Mystery & Mirth: A Spanish Christmas
Thank you for joining us in celebrating a Spanish Christmas! Our selections, mostly from the city of Seville, will tell the mystery of Christmas, honor the Holy Mother, and celebrate the human aspect of this special feast day.
The Iberian peninsula witnessed the crossing of many cultures, both due to its proximity to Africa, and its history of Moorish monarchs from the 8th till the end of the 15th century (with the fall of Granada, 1492). Arabic culture strongly influenced Spanish instrumental music, especially with the introduction of instruments like the oud (which eventually inspired the lute and guitar), rebek, and lots of drums. Vocal music, while not as dramatic, saw influences from poetry, rhythm, and a penchant for storytelling.
I. Mystery of Christmas
Victoria’s O Magnum Mysterium (pub. 1572) is a perfect example of Renaissance polyphony representative of the musical style in Rome, where he studied as a teenager and where he composed it. Unadorned melodies in clear imitation between voices are mixed with grand homophonic sections, ensuring that the audience can hear the text easily.
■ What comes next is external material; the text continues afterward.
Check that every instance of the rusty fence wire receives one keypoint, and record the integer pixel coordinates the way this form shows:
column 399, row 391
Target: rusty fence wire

Two decades later, Victoria used this motet as the basis for a full “parody mass”: melodies, counterpoint, imitations, and other musical ideas from the original motet are borrowed and broken down, with the purpose of fitting the new text and exploring new musical potential.
O Magnum Mysterium
Kyrie: Missa O Magnum Mysterium
Gloria: Missa O Magnum Mysterium
- Tomás Luis de Victoria (Rome/Madrid; 1548-1611)
O great mystery and wonderful sacrament that even the animals
saw the new-born Lord lying in a manger.
Blessed Virgin, whose womb was worthy to bear our Lord Christ.
Hail Mary, full of grace, the Lord is with you.